Saw Yi Khy

Personal information
- Full name: Saw Yi Khy
- National team: Malaysia
- Born: 1 July 1986 (age 40) George Town, Penang, Malaysia
- Height: 1.76 m (5 ft 9 in)
- Weight: 70 kg (154 lb)

Sport
- Sport: Swimming
- Strokes: Freestyle
- Club: Bolles School Sharks (U.S.)
- College team: University of North Carolina (U.S.)

Medal record
Men's swimming
Representing Malaysia
Southeast Asian Games
| Bronze medal – third place | 2003 Hanoi | 1500 m freestyle |

= Saw Yi Khy =

Malaysian swimmer

Saw Yi Khy (born 1 July 1986) is a Malaysian former swimmer, who specialised in long-distance freestyle events. He clinched a bronze medal in the 1500 m freestyle at the 2003 Southeast Asian Games in Hanoi, Vietnam with a time of 16:07.22. Saw is also a former varsity swimmer for the Bolles School Sharks in Jacksonville, Florida, alongside his teammate Siow Yi Ting.

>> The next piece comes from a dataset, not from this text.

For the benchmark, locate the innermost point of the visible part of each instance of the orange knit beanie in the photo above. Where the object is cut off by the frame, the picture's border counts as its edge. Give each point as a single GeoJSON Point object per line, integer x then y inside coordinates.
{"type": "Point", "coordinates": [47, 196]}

Saw qualified for the men's 1500 m freestyle at the 2004 Summer Olympics in Athens, by eclipsing a FINA B-cut of 15:58.19 from the Malaysian Open in Kuala Lumpur. Saw participated in the first heat against two other swimmers Giancarlo Zolezzi of Chile and defending SEA Games silver medalist Charnvudth Saengsri of Thailand. He rounded out a small field to last place by a 5.86-second margin behind Zolezzi in 16:06.38. Saw failed to advance into the final, as he placed thirty-second overall in the preliminaries.

Apart from his duties in Bolles School, Saw is also a member of the swimming team for North Carolina Tar Heels, and a business administration graduate at the University of North Carolina in Chapel Hill, North Carolina. Yi-khy no longer swims competitively.